2.2: Standard Statistical Hypothesis Testing

Last updated
Save as PDF

Page ID: 21580

\( \newcommand{\vecs}[1]{\overset { \scriptstyle \rightharpoonup} {\mathbf{#1}} } \) \( \newcommand{\vecd}[1]{\overset{-\!-\!\rightharpoonup}{\vphantom{a}\smash {#1}}} \)\(\newcommand{\id}{\mathrm{id}}\) \( \newcommand{\Span}{\mathrm{span}}\) \( \newcommand{\kernel}{\mathrm{null}\,}\) \( \newcommand{\range}{\mathrm{range}\,}\) \( \newcommand{\RealPart}{\mathrm{Re}}\) \( \newcommand{\ImaginaryPart}{\mathrm{Im}}\) \( \newcommand{\Argument}{\mathrm{Arg}}\) \( \newcommand{\norm}[1]{\| #1 \|}\) \( \newcommand{\inner}[2]{\langle #1, #2 \rangle}\) \( \newcommand{\Span}{\mathrm{span}}\) \(\newcommand{\id}{\mathrm{id}}\) \( \newcommand{\Span}{\mathrm{span}}\) \( \newcommand{\kernel}{\mathrm{null}\,}\) \( \newcommand{\range}{\mathrm{range}\,}\) \( \newcommand{\RealPart}{\mathrm{Re}}\) \( \newcommand{\ImaginaryPart}{\mathrm{Im}}\) \( \newcommand{\Argument}{\mathrm{Arg}}\) \( \newcommand{\norm}[1]{\| #1 \|}\) \( \newcommand{\inner}[2]{\langle #1, #2 \rangle}\) \( \newcommand{\Span}{\mathrm{span}}\)\(\newcommand{\AA}{\unicode[.8,0]{x212B}}\)
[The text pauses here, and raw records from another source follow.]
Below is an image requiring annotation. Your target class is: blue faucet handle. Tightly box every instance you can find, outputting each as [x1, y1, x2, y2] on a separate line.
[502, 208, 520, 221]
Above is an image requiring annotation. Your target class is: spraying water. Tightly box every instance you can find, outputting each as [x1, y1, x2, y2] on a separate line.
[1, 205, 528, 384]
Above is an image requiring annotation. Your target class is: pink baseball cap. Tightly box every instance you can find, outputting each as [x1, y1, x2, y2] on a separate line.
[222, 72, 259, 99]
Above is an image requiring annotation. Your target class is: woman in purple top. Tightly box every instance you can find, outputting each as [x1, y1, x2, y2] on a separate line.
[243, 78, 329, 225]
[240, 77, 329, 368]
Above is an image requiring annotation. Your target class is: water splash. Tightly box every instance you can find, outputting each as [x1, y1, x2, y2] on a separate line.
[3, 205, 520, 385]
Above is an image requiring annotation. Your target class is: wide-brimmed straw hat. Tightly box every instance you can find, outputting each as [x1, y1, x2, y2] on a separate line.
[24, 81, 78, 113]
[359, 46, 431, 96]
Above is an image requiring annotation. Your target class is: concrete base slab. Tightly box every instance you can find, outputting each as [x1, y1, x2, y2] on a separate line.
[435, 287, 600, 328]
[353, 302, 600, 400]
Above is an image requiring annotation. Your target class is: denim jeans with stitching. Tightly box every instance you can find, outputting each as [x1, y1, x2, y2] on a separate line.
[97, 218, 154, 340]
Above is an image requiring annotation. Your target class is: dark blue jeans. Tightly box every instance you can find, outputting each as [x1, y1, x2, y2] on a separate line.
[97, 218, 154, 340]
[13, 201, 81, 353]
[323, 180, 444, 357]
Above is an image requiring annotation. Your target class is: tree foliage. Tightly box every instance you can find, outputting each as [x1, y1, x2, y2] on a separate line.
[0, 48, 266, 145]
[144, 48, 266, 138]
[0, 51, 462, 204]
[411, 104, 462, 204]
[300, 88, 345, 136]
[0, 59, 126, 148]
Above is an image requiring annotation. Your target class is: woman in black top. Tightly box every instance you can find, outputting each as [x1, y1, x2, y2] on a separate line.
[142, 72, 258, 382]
Standard hypothesis testing approaches focus almost entirely on rejecting null hypotheses. In the framework (usually referred to as the frequentist approach to statistics) one first defines a null hypothesis. This null hypothesis represents your expectation if some pattern, such as a difference among groups, is not present, or if some process of interest were not occurring. For example, perhaps you are interested in comparing the mean body size of two species of lizards, an anole and a gecko. Our null hypothesis would be that the two species do not differ in body size. The alternative, which one can conclude by rejecting that null hypothesis, is that one species is larger than the other. Another example might involve investigating two variables, like body size and leg length, across a set of lizard species¹. Here the null hypothesis would be that there is no relationship between body size and leg length. The alternative hypothesis, which again represents the situation where the phenomenon of interest is actually occurring, is that there is a relationship with body size and leg length. For frequentist approaches, the alternative hypothesis is always the negation of the null hypothesis; as you will see below, other approaches allow one to compare the fit of a set of models without this restriction and choose the best amongst them.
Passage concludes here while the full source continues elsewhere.